Right now, social values are changing like they haven't since the sixties. Bottom up change. Any idea that company policy can be dictated from external ideologues needs to be defended against. Because such people will burn the shit to the ground before they relinquish privilege. Companies need to respond to events without a millstone.
Any corporate exec that is not roundly versed in the detail of the gender issues, that cannot assess any and all situations beyond a gynocentric paradigm, will be a major liability to their shareholders. A lot of people need to do a lot of reading and homework as this will shake the market and not in a good way for anyone who likes profit.

Mark's picture

Well said. Companies like Gawker have become so totalitarian in their politics that they're actually trying to bully not only their own audience, but their own advertisers into submission. They've gotten away with it for so long they no longer know where to draw the line. I'm afraid they're past the point of no return and would sooner dig their own grave than adhere to journalistic ethics now.

Steve Harris's picture

This article seemed like it might be a legitimate opinion piece on Gawker Media until you tipped your hand in the final paragraph:

"What did those horrible sexist game-devs do? They all banded together and quit the show on the spot. That's the truth of how sexist gamedevs actually are, is -- they're not at all"

A few game developers on a reality TV show quit over sexism and that instantly invalidates the existence of sexism in the entire population of game developers? This display of Gamergate-levels of illogical nonsense reveals quite eloquently that this piece is nothing more hit job by someone with a chip on her shoulder.

Lunar Archivist's picture

Congratulations! Your fallacies are reductio ad absurdum and ad hominem, Steve. You've officially lost the argument.

Antifeminists's picture

7/10 of the mods for kotakuinaction also moderate antifeminist porn reddits. See

Lunar Archivist's picture

You're citing BuzzFeed as a reliable source? Are you Ryulong from Wikipedia?

Also, what the heck does it matter what kind of weird kinks the moderators have as long as they do their jobs properly? It's the members of the subreddit that're important, and no one's fooled by your guilt by association crap.

Operative G's picture

I'm paying more attention to the long game. As some have pointed out, the active members of the movement number somewhere close to 25k, with probably quite a few inactive lurker members watching. That means that after this ends, if the GGers lose, you'll have at least 25k consumers made bitter and jaded and angry.
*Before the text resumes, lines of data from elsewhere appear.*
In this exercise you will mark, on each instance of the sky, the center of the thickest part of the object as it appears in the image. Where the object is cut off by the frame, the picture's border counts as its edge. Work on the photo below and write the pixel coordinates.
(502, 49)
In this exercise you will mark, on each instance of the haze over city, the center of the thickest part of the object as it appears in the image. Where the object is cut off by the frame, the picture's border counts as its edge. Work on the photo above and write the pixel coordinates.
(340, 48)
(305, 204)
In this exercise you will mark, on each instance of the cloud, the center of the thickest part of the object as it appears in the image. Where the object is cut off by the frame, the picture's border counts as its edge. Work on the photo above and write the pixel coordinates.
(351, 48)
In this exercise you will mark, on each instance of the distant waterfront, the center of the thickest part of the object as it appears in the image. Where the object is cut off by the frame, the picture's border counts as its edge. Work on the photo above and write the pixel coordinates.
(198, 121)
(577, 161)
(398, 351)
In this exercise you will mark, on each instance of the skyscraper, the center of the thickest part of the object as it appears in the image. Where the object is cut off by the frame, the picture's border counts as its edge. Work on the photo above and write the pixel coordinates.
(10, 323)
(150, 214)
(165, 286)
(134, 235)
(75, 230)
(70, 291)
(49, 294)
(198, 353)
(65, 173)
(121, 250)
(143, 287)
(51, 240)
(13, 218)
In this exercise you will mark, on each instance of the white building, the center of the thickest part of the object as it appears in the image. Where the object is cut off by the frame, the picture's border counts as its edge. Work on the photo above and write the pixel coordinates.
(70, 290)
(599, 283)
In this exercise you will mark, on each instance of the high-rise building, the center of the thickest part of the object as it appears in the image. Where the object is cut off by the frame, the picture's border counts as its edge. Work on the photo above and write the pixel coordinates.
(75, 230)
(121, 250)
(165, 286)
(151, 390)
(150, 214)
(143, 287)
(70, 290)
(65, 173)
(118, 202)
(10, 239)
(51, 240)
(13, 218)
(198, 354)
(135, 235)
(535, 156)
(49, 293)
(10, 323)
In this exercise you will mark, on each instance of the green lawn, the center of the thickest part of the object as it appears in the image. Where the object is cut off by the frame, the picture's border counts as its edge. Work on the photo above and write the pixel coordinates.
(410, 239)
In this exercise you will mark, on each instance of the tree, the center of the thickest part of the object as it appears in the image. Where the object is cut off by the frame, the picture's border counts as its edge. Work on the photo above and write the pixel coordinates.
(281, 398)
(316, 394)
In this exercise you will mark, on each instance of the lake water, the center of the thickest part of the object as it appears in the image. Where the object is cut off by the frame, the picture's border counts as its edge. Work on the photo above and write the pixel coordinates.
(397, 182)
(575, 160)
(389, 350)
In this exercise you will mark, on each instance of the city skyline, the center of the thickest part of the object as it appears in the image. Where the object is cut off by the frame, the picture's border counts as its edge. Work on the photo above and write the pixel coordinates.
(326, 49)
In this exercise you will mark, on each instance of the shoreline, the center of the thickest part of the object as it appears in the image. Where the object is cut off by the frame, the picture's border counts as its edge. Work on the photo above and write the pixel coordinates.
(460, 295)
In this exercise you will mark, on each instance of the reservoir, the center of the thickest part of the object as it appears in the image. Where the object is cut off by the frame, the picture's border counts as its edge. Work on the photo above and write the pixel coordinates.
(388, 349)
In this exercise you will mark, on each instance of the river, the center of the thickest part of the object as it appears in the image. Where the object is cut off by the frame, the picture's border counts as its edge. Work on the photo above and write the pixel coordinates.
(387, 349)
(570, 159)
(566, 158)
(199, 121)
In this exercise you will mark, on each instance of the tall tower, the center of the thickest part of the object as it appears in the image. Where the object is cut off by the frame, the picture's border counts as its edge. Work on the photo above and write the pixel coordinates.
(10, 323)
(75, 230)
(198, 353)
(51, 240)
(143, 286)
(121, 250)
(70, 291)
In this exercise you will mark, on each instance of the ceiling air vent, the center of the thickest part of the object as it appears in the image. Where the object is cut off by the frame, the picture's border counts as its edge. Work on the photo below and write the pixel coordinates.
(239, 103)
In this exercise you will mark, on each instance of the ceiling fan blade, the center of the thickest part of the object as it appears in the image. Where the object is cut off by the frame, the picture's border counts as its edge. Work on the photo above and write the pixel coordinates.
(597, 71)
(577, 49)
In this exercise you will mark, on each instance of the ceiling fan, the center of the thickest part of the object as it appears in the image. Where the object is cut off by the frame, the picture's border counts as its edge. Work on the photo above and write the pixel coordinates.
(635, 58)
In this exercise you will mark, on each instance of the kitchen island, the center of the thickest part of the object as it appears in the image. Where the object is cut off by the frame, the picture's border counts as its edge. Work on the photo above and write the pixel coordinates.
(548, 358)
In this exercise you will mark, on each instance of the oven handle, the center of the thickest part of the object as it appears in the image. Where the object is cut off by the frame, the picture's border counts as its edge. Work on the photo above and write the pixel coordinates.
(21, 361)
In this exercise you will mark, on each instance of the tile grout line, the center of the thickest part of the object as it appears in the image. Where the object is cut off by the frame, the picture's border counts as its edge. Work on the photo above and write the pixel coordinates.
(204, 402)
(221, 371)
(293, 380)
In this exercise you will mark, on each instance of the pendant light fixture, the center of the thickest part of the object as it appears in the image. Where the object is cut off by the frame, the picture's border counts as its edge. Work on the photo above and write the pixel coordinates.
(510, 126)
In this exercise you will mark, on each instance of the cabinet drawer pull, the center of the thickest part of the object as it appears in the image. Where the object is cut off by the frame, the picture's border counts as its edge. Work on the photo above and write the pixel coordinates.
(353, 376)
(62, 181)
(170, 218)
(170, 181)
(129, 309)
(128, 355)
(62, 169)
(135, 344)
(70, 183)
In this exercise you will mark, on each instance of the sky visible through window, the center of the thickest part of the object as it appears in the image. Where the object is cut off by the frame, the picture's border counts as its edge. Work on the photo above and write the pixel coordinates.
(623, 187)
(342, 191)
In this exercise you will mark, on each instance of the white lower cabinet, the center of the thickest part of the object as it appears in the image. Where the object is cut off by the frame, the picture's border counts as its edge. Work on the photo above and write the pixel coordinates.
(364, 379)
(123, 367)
While some may kowtow, I would be willing to bet that a larger number of these people will be picked up by other causes and you can bet that they will be smarter, angrier, and far more cynical. However, if they win, you can bet there will be at least a lull... but sooner or later, these consumers, now somewhat experienced in waging long campaigns against media and likely very sensitive to perceived corruption, will turn their sights on larger media.

I feel that the best outcome is the second, but only if manufacturers are able to forge some measure of trust with their consumer base first. Establishing trust is key and pushing for a more balanced narrative will do wonders for their ultimate outcome. Unfortunately, much of the games media has shown itself to be an unstable ally, and I would guess that even if they were to come out of this unblemished, this would not be the first consumer revolt.

I do not believe, in the long run, staying in the middle will be a viable strategy. But first, it is imperative to make whatever side chosen palatable to the public at large.

blabla's picture

Now I can't get that stupid Britney Spears song out of my head.